If A Certain Magical Index is a wild, unfocused exposition of superpowered fantasy, then its spin-off A Certain Scientific Railgun is a slightly more grounded work that mixes in character development and an actual plot. I’ve always preferred Railgun to Index for that reason – superpowers are more fun when you care about who’s wielding them. The continuation, A Certain Scientific Railgun S, takes the same approach as the first season but moves away from the mostly lighthearted feel of the original.
Railgun S is an apt title as the new series is a tale of sisters. The majority of the show is spent building up the Sisters arc, which spans 16 of the 24 episodes, and with repercussions being felt through the remaining eight.
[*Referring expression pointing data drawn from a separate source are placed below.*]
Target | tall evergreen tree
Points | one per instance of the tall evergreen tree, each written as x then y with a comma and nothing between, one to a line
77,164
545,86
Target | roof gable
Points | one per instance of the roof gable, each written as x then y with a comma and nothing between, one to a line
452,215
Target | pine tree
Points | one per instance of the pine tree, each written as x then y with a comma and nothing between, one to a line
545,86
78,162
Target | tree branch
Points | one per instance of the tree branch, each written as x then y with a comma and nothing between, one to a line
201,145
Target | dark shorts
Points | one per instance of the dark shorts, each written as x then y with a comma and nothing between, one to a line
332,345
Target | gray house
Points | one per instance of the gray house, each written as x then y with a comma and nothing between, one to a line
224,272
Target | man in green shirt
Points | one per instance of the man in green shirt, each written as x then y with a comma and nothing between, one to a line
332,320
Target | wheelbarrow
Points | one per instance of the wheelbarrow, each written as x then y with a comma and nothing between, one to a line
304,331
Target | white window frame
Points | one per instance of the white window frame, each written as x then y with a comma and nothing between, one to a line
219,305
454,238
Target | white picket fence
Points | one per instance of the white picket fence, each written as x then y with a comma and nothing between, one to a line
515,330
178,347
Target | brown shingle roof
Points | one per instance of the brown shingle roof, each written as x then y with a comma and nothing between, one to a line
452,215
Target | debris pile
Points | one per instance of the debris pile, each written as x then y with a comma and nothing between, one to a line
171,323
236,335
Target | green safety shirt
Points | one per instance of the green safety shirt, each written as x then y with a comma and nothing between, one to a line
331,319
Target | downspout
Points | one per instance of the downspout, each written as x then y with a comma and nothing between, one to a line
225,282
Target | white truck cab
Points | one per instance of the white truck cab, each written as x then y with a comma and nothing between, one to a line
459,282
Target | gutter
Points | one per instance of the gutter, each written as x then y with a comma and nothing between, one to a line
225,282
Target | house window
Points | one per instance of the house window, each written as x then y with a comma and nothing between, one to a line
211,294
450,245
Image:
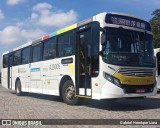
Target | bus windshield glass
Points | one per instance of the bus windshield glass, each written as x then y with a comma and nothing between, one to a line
125,47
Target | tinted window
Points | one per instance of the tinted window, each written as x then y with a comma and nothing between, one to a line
5,61
36,55
49,49
17,58
65,45
26,55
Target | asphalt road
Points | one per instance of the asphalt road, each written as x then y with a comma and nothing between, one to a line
36,106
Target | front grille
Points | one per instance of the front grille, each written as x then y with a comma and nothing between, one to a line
133,88
136,72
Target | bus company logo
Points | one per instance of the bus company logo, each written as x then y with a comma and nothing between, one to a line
54,66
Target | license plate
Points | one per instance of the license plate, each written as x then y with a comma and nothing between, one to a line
142,90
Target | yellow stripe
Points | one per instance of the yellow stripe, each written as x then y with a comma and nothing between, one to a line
132,80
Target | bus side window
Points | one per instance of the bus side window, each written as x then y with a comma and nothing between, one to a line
49,49
65,45
36,53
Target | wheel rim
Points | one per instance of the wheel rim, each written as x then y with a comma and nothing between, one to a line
70,92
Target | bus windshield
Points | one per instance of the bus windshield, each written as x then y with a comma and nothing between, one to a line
128,48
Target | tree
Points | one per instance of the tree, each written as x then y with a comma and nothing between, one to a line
155,25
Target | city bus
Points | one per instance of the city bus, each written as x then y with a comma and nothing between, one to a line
107,56
157,56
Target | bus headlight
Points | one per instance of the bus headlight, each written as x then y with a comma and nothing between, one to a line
112,79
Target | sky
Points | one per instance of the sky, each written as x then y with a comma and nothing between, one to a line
22,21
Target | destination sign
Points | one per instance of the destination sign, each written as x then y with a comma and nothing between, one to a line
127,21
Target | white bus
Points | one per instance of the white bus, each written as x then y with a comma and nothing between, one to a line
109,55
157,56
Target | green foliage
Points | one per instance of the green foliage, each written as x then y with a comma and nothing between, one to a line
155,25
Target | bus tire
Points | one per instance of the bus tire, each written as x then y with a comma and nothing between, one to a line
68,93
18,88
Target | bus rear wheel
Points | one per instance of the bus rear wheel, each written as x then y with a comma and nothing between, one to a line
68,93
18,88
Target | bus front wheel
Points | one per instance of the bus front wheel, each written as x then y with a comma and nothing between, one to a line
18,88
68,93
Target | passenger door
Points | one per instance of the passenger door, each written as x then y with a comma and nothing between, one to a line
36,82
83,74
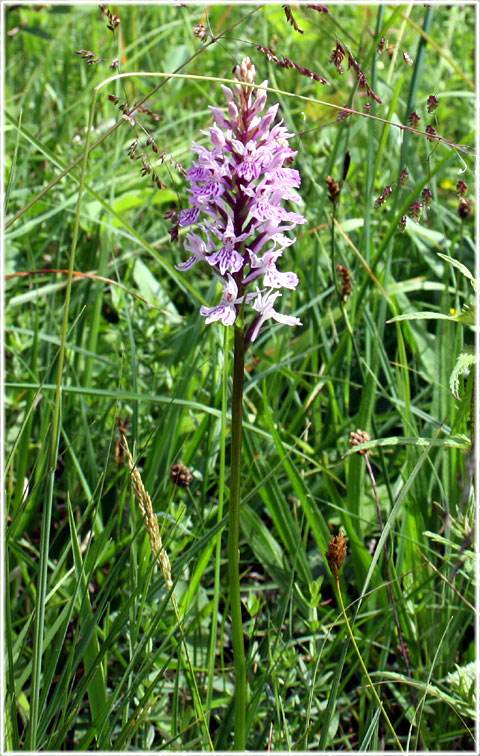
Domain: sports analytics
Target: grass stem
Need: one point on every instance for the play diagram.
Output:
(362, 663)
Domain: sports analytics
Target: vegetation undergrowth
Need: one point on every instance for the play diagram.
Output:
(360, 421)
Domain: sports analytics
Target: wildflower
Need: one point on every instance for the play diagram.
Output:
(238, 187)
(226, 311)
(264, 306)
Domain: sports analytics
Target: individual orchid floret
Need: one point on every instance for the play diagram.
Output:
(226, 311)
(199, 249)
(263, 304)
(228, 256)
(238, 189)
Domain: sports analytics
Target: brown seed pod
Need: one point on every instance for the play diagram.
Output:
(181, 475)
(333, 189)
(336, 552)
(359, 437)
(465, 207)
(344, 275)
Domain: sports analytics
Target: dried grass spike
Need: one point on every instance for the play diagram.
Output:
(359, 437)
(291, 19)
(336, 553)
(149, 518)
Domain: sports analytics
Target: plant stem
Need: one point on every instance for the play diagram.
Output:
(362, 663)
(233, 543)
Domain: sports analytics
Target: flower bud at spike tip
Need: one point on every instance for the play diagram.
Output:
(237, 189)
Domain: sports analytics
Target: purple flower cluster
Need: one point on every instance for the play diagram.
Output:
(236, 192)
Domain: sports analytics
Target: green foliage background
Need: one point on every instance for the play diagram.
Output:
(105, 669)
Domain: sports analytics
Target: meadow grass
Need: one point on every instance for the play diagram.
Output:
(103, 337)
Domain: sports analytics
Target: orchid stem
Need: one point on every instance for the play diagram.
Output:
(233, 543)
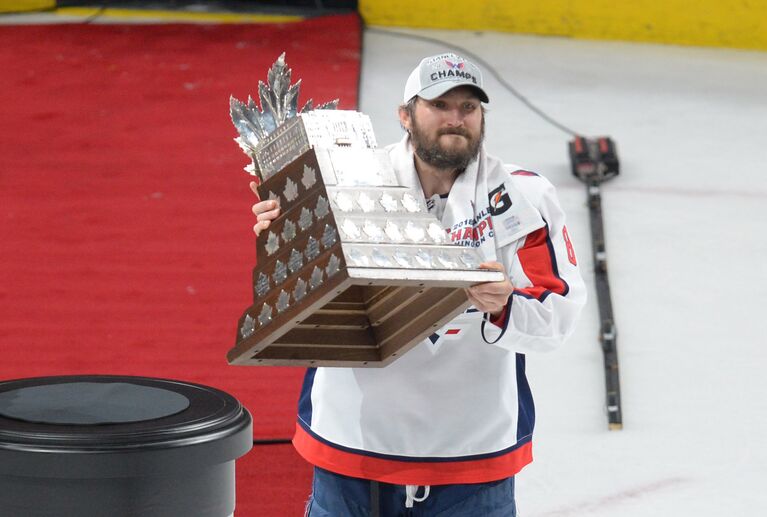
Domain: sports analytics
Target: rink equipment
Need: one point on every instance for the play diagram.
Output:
(595, 161)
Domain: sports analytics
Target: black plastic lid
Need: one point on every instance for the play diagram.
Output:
(116, 425)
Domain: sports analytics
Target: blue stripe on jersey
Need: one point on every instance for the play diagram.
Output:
(526, 407)
(305, 399)
(414, 459)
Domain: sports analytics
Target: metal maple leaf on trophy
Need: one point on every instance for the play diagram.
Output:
(354, 271)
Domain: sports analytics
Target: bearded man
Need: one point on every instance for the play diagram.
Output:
(444, 429)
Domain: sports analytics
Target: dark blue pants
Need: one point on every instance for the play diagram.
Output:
(334, 495)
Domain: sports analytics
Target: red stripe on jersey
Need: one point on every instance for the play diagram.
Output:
(539, 264)
(410, 472)
(523, 173)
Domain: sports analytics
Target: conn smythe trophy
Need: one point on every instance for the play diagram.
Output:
(354, 271)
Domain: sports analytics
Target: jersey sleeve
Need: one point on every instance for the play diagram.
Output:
(549, 292)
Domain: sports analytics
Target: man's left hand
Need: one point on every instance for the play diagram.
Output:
(491, 297)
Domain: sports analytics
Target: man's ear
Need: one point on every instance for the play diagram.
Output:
(404, 118)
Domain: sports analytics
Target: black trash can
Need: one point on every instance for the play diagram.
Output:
(113, 446)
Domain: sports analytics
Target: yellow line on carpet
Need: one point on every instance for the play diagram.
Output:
(181, 16)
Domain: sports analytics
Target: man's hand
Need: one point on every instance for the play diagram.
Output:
(491, 297)
(265, 211)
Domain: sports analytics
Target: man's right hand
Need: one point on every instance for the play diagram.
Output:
(265, 211)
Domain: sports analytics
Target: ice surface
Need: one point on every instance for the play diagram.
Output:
(685, 228)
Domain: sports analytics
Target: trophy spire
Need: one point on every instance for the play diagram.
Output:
(279, 102)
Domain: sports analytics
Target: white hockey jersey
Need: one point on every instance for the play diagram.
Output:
(457, 408)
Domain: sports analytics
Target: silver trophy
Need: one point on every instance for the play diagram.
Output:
(354, 271)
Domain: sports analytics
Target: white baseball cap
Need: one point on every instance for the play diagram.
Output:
(437, 74)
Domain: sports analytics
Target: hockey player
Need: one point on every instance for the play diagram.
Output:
(444, 429)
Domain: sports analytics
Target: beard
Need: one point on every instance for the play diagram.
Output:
(432, 152)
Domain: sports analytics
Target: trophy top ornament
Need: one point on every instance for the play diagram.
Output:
(279, 103)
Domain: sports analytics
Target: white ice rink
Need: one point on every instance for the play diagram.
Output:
(686, 236)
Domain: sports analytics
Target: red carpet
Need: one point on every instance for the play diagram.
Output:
(126, 225)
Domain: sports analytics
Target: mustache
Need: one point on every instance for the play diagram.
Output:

Index covered this arc in its first season, but given the fast food, slick-ass, Persian bazaar manner with which that show handles its story, the Sisters arc only got five episodes. What Railgun S does is get into the mind of its heroine Mikoto Misaka, and show why the events unfold as they do.
While all that is great, I’m less appreciative of the fact that there’s not a ton of new material. Railgun S does provide more (and better) character development for Mikoto and her cloned “sisters” but ultimately, there won’t be any surprises for anyone who’s seen Index. I felt like there wasn’t much of an alternate perspective; rather just the same story stretched out over more episodes (albeit with better writing).
The Sisters arc eschews the girl power dynamic of Railgun in favor of a one-girl show, and takes on a somber, dark tone. It’s very much the antithesis of the core belief system shown in Railgun. This acts as a setup for the grand moral of the series, which plays out in the last handful of episodes. That becomes another tale of sisters, but with Mikoto wiser from the lessons learned in the first arc. The payoff reaffirms the idea that Railgun has always espoused: that there is power in friendship which can overcome the strongest villainy.
It does make me wonder, though, how much better off Mikoto would have been if she had involved her friends in the fight against Accelerator. Something about the show’s lesson rings false when you need to essentially rely on the deus ex machina of Touma Kamijou to defeat the strongest villain.
Whatever the case may be, I like that Railgun S never strays too far from its power-of-love, strength-in-friendship themes. We see various plots and subplots play out, good guys and bad guys come and go, but the show is ever ready to remind us of what makes these characters so endearing.